Publication 15 Differentially Private Image Classification by Learning Priors from Random Processes

Authors:
Xinyu Tang, Ashwinee Panda, Vikash Sehwag (Sony AI), Prateek Mittal
Abstract:
In privacy-preserving machine learning, differentially private stochastic gradient descent (DP-SGD) performs worse than SGD due to per-sample gradient clipping and noise addition. A recent focus in private learning research is improving the performance of DP-SGD on private data by incorporating priors that are learned on real-world public data. In this work, we explore how we can improve the privacy-utility tradeoff of DP-SGD by learning priors from images generated by random processes and transferring these priors to private data. We propose DP-RandP, a three-phase approach. We attain new state-of-the-art accuracy when training from scratch on CIFAR10, CIFAR100, and MedMNIST for a range of privacy budgets ε∈[1,8]. In particular, we improve the previous best reported accuracy on CIFAR10 from 60.6% to 72.3% for ε=1. Our code is available at https://github.com/inspire-group/DP-RandP.

Publication 16 FRUNI and FTREE synthetic knowledge graphs for evaluating explainability

Authors:
Pablo Sanchez Martin (Sony AI), Tarek Besold (Sony AI), Priyadarshini Kumari (Sony AI)
Abstract:
Research on knowledge graph completion (KGC)---i.e., link prediction within incomplete KGs---is witnessing significant growth in popularity. Recently, KGC using KG embedding (KGE) models, primarily based on complex architectures (e.g., transformers), have achieved remarkable performance. Still, extracting the \emph{minimal and relevant} information employed by KGE models to make predictions, while constituting a major part of \emph{explaining the predictions}, remains a challenge. While there exists a growing literature on explainers for trained KGE models, systematically exposing and quantifying their failure cases poses even greater challenges. In this work, we introduce two synthetic datasets, FRUNI and FTREE, designed to demonstrate the (in)ability of explainer methods to spot link predictions that rely on indirectly connected links. Notably, we empower practitioners to control various aspects of the datasets, such as noise levels and dataset size, enabling them to assess the performance of explainability methods across diverse scenarios. Through our experiments, we assess the performance of four recent explainers in providing accurate explanations for predictions on the proposed datasets. We believe that these datasets are valuable resources for further validating explainability methods within the knowledge graph community.

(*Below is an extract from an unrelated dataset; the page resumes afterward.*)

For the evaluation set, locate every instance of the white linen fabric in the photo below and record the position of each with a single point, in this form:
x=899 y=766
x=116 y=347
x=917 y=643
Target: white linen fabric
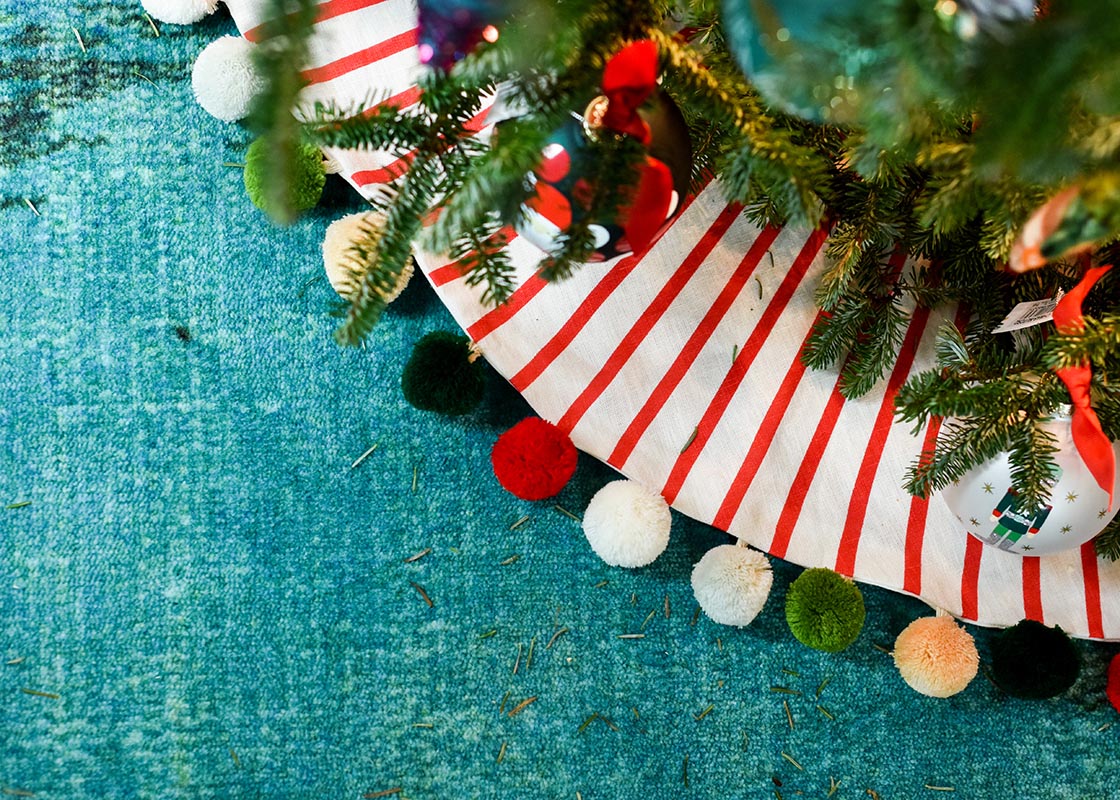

Publication 17 The 3rd ; NeurIPS Workshop on Efficient Natural Language and Speech Processing (ENLSP) Efficient Infusion of Self-supervised Representations in Automatic Speech Recognition

Authors:
Darshan Prabhu (Sony Research India), Sai Ganesh Misishkar (Sony Research India), Pankaj Wasnik (Sony Research India)
Abstract:
Self-supervised learned (SSL) models such as Wav2vec and HuBERT yield state-of-the-art results on speech-related tasks. Given the effectiveness of such models, it is advantageous to use them in conventional ASR systems. While some approaches suggest incorporating these models as a trainable encoder or a learnable frontend, training such systems is extremely slow and requires a lot of computation cycles. In this work, we propose two simple approaches that use (1) framewise addition and (2) cross-attention mechanisms to efficiently incorporate the representations from the SSL model(s) into the ASR architecture, resulting in models that are comparable in size with standard encoder-decoder conformer systems while also avoiding the usage of SSL models during training. Our approach results in faster training and yields significant performance gains on the Librispeech and Tedlium datasets compared to baselines. We further provide detailed analysis and ablation studies that demonstrate the effectiveness of our approach.